My big issue with Spencer's claim is that Skyrim was not designed this way. If Elder Scrolls 6 tries to be a "ten year game", that probably requires a different sort of thinking to Skyrim, which was never designed to survive not just into the next console era, but to keep on trucking into the one after that. Can the team at Bethesda really make any sensible choices with a massive white board next to them blaring out 'people should still be playing this on the PS7'? I know it will be the Xbox rather than PlayStation, but it's not my fault Xbox gives all of their consoles stupid names. The point is, while Skyrim wanted to have longevity, I doubt it put any specific time frame on its own lifespan, and few at Bethesda could have predicted just how much development cycles would balloon between Skyrim and its sequel.
This is bigger than Bethesda though. I don't think the current gaming landscape supports a game like Skyrim anymore. It will prop Skyrim up, but if Skyrim launched today, even if we imagine it had the graphical bells and whistles more fitting for a 2022 launch, I'm not sure we'd still be playing it in 2032. The medium has moved on.
That line about The Last of Us being remade twice wasn't just a zinger about how unnecessary I find Naughty Dog's latest venture. It's a sign of where modern gaming is. There is a constant need to push the envelope further, and it's not even about stretching the interactivity or agency of the medium, but a constant, unending, and likely unsustainable space race to look perfect. It seems to be a thing vain studios care more about than players, but it has become such a selling point in recent years that loud trolls fixate on any imperfection (remember Halo's fruit physics?) and thus apply more pressure to studios.
Many developers don't want you to play their games for ten years, because in that time they may no longer look like the cutting edge gems they once were. Case in point, The Last of Us, a universally acclaimed masterpiece currently widely available for free on the PS5 is getting its second overhaul in nine years. Studios are in danger of becoming plastic surgeons, desperately holding back the inevitable flow of time. Games are getting bigger, sure, and while individual players might stick with them for a few years, studios want you to ditch them as soon as possible. Assassin's Creed games don't lack for content, but Ubisoft does not want you to keep playing Origins. It would rather you left the game unfinished and moved on to the sequels, onto Watch Dogs, onto Fenyx Rising, onto Far Cry. It does not want to be a ten year game with all of the cultural impact that provides. It wants your money every year for a brand new thing.
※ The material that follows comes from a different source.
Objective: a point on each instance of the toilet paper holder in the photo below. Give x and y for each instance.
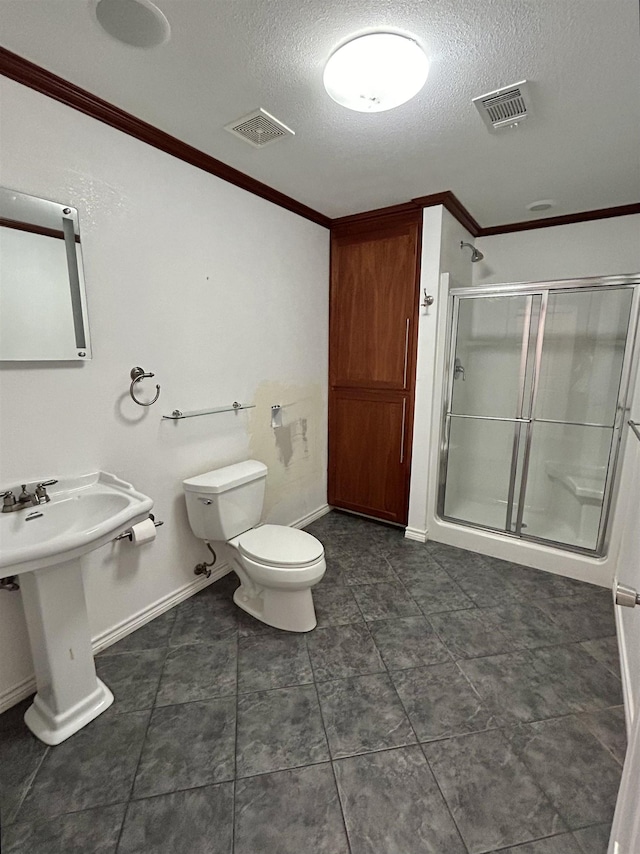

Starfield, Bethesda's upcoming new IP, is the acid test. With 1,000 planets, it won't be short of content, but do we even want to be playing it for ten years? Have audiences not been Pavlovianly trained to demand more more more from the studios happy to rake in the big bucks from providing it? Even if Starfield has the legs to last for ten years, I'm not sure the gaming public at large has the attention span. We all unilaterally declared Elden Ring the greatest game in the history of video games just a few months ago, and it already feels like it has slipped from the public conversation. People are still playing it in huge numbers, and even with its open world approach, it is not designed to last forever. The problem is, even when games are, I'm not sure they can anymore. Skyrim is the end of an era… or it will be, whenever Skyrim actually ends.